Positioning itself a stone’s throw away from luxury brands Maserati and Ferrari, Thunder Power unveiled a second prototype, a high-end electric SUV with which it hopes to capture a slice of the booming 4×4 market.
“I’m not interested in gasoline cars. I want to build an electric car that is the best in the world,” said chief executive Wellen Sham.
The sedan is set for mass production in 2019, followed by the SUV a year later, he told AFP, adding that the firm already had a factory in China and planned to set up one in Spain.
Starting with Germany and Britain, Thunder Power eventually aims to sell 40,000 units a year in Europe, he said.
– European litmus test –
On the other side of the mammoth Frankfurt convention centre, fairgoers marvelled at the renaissance of storied German brand Borgward, which went under 50 years ago but was brought back to life in 2015 with the help of Chinese truck maker Beiqi Foton.
“We are coming to Europe this year,” said chief executive Ulrich Walker, adding that its limited-edition BX7 SUV, priced at around 45,000 euros ($53,000), will go on sale in Germany first before other models are launched across the continent.
Tapping into nostalgia for the brand’s heyday, Borgward also unveiled a sporty Isabella concept car inspired by a legendary 1950s coupe of the same name.
The reborn German-Chinese manufacturer, which is already producing cars in China, plans to increase its European footprint by building an assembly plant in Borgward’s original hometown of Bremen in northern Germany next year.
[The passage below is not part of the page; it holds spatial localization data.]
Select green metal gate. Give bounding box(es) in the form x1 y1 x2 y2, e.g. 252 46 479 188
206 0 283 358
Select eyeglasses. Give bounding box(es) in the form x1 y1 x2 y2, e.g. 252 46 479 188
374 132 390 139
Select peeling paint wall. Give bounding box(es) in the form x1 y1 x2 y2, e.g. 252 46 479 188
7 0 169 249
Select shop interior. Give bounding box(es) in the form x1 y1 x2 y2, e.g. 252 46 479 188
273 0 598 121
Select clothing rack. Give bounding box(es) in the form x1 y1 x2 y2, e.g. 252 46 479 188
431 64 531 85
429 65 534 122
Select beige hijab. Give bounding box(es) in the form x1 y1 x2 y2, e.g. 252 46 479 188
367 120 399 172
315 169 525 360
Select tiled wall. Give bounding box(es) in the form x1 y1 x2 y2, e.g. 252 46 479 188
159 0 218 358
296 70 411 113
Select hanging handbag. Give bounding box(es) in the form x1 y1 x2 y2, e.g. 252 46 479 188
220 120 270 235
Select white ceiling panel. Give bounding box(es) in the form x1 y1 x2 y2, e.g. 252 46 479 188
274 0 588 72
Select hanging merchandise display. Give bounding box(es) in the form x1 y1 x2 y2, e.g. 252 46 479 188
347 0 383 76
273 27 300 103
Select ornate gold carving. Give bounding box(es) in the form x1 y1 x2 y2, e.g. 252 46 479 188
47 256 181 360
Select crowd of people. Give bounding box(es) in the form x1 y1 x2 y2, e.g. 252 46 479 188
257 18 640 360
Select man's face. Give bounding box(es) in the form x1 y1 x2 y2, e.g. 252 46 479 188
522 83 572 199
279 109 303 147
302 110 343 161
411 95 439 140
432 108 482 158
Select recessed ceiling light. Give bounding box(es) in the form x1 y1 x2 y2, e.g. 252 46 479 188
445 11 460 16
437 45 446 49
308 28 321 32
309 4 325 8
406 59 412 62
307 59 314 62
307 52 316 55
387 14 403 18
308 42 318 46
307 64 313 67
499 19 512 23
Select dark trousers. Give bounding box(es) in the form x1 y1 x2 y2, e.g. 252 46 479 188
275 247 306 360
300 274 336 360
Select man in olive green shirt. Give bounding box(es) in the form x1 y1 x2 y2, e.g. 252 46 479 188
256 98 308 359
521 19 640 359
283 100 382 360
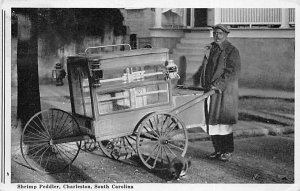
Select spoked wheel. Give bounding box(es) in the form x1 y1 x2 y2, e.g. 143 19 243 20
79 139 98 152
98 135 137 160
136 112 188 170
20 108 82 173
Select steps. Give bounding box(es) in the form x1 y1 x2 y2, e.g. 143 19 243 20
171 31 212 76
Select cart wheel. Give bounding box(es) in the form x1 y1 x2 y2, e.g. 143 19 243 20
98 135 137 160
20 108 82 173
79 139 98 152
136 112 188 170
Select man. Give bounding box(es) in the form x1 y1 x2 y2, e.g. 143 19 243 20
193 24 241 161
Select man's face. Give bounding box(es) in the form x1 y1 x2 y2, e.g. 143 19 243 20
213 29 227 44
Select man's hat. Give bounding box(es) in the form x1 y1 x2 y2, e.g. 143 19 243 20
212 24 230 33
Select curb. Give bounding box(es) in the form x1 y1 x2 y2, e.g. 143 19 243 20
187 122 294 142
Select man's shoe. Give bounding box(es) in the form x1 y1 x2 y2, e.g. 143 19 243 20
208 152 221 159
220 152 232 161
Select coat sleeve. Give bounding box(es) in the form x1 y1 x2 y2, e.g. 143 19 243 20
192 64 203 86
193 45 211 87
212 47 241 91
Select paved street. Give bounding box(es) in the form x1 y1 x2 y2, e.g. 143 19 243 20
11 133 294 183
10 83 295 184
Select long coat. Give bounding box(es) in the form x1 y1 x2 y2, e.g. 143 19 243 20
193 40 241 125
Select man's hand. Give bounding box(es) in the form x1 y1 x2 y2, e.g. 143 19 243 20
210 86 222 94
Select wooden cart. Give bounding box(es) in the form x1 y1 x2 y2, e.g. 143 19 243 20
20 44 214 173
The plant will manufacture electric vehicles for European consumers, with production slated for 2019.
“Like the Japanese and South Koreans in the past, Chinese manufacturers want to show they can be successful in Europe, it’s a mark of quality, a test before expanding to other markets outside Europe,” said Walker.
Two other Chinese manufacturers, high-end WEY and the mass-market Chery, made their IAA debuts this year.
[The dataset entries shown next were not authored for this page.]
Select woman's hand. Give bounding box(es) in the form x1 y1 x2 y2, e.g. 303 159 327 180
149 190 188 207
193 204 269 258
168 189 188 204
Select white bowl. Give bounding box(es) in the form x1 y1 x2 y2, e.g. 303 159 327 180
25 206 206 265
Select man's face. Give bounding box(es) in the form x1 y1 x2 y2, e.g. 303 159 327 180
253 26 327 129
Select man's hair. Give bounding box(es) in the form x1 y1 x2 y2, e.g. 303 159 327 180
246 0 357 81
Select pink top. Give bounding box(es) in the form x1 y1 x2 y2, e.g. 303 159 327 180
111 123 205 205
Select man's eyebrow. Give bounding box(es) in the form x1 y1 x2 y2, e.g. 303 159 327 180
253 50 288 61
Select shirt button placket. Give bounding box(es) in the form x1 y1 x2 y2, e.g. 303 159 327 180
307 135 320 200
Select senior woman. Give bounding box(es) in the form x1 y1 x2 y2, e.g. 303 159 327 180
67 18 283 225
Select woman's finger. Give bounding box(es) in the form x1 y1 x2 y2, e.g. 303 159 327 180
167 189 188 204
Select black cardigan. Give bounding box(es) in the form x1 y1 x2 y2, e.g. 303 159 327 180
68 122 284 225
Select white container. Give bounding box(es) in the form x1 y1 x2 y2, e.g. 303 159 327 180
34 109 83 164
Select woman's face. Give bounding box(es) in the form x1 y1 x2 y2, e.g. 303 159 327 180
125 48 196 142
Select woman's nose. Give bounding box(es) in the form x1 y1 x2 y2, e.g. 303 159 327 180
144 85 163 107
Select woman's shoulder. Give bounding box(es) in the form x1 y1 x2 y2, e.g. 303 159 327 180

WEY, the newly created luxury label of Chinese carmaker Great Wall, showcased a range of compact 4x4s offering both petrol and hybrid drivetrains.
It also wowed with its XEV concept, a sleek crossover with futuristic-looking gullwing doors, but did not make any announcements about when it might land in Europe.
Chery showed off the Exeed Tx, an urban crossover designed for European tastes that it says will be made available with hybrid, plug-in hybrid and fully electric drivetrains.
“We have the firm intention to come to Europe, but it’s too early to disclose the details,” Chery CEO Anning Chen said, hinting only that “this product isn’t going to be the cheapest car on the market.”
– ‘No invasion’ –
Chinese carmakers’ more visible presence at this year’s IAA is not just for European consumption, said industry expert Laurent Petizon at consultancy AlixPartners.
Showing that they appeal to an international audience is also a way for the brands to increase their cachet back home in the world’s largest car market, he told AFP, pointing out that those jostling for attention at the IAA were not China’s biggest players.
“The goal is not to invade the European market, at least not for now,” he said.
But analyst Ferdinand Dudenhoeffer of Germany’s CAR research centre noted that Chinese manufacturers had worked hard in recent years to improve their chances of gaining a foothold in Europe’s competitive and mature car market.
“The design and quality are now at the level of those seen in general European manufacturers like Renault, Opel, Volkswagen,” he told AFP, calling the Chinese focus on offering electrified SUVs “a good strategy”.
Chery boss Chen for his part said he was “confident” of a European breakthrough.
“We are not just a Chinese automaker, we are a global automaker,” he said, brushing off concerns about the crowded European market.
“In China, we are not afraid of competition,” he said.